UFC : « ces gens-là (coalition des 14) ne savent pas ce qu’ils font »

Très attendu, Gilchrist Olympio ne s’est pas présenté devant la presse ce mardi. La conférence de presse de l’Union des forces de changement (UFC) a été animée par ses lieutenants. L’objectif de cette sortie du parti jaune, selon Isaac Tchiakpé et Folly Gada Ekué, 2 conseillers politiques du président de l’UFC et André Johnson, ministre, c’est d’éclairer l’opinion sur la situation politique que traverse le Togo.

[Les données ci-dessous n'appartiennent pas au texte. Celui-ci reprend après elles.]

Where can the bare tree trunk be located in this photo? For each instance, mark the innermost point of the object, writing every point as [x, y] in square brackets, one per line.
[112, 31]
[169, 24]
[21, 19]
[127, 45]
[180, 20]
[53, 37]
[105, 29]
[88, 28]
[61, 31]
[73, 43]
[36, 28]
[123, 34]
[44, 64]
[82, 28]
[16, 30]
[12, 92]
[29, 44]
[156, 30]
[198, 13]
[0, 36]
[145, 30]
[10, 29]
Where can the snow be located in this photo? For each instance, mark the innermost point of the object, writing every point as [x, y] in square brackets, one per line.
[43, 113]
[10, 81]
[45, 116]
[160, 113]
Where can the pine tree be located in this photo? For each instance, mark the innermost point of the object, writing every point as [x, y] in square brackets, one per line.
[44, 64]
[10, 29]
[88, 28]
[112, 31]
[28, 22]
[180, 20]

Le parti politique qui se dit aîné sur la scène politique togolaise, pense que la coalition des 14 partis politiques de l’opposition doit revenir à la raison parce que, souligne-t-il, elle ne sait pas ce qu’elle est en train de faire en étant toujours dans la ‘confrontation frontale’ avec le pouvoir de Faure Gnassingbé.

Selon M. Tchiakpé, si la méthode qu’ils ont choisie était si juste que cela, la providence leur aurait déjà ouvert la voie.

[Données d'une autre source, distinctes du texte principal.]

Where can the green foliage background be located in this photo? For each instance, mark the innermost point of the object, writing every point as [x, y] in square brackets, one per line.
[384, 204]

« Nous avions longtemps fait dans la confrontation frontale et nous avions eu recours  à la force mais cela n’a pas marché. Nous remercions ce peuple qui a toujours soutenu et solidarisé avec le parti jusqu’au moment où nous avons dit à ce peuple attention, la méthode par laquelle nous vous avons tenue, semble ne pas porter des fruits », a lancé M. Ekué.

Pour eux, continuer dans la belligérance est une erreur et seule la voie du règlement politique tracé par le président national de l’UFC peut apporter une solution à la crise politique.

« Notre approche est celle de la négociation coopérative et tient compte de notre histoire. Nous allons apporter la paix dans ce pays, nous y allons avec la patience, de la conviction et de la fermeté. Ce n’est qu’une question de temps », a marqué Isaac Tchiakpé qui a tenu à ajouter que les insultes et les invectives ne détourneront pas l’UFC de cette ‘mission’.

Sur la question de la Commission électorale nationale indépendante (CENI), l’UFC persiste et signe qu’elle est un parti d’opposition et a sa place au sein de cette institution, n’en déplaise à ceux qui pensent le contraire.

« Notre présence à la CENI ne crée pas de déséquilibre. Que nous y soyons ou pas, les représentants du parti au pouvoir et de l’administration seront au nombre de 9 et tant que le quorum est atteint, ils continueront de dérouler les activités pour aller aux élections », a expliqué l’un des conseillers de M. Olympio.

Cependant, soulignent les responsables de cette formation politique, leur représentant qui siège au sein de cette institution ne démissionnera que si la Commission de la Communauté économique des Etats de l’Afrique de l’ouest (CEDEAO) débarque et dit que l’UFC n’a pas sa place dans la CENI.

Autre question importante pour le parti de Gilchrist Olympio, ce sont les prochaines élections. L’UFC ira aux prochaines échéances électorales non par suivisme mais par respect et par honneur vis-à-vis de la CEDEAO.  

Elle a, par conséquent, lancé un appel à tous ses militants à aller voter le moment venu pour le renouvellement de la classe politique.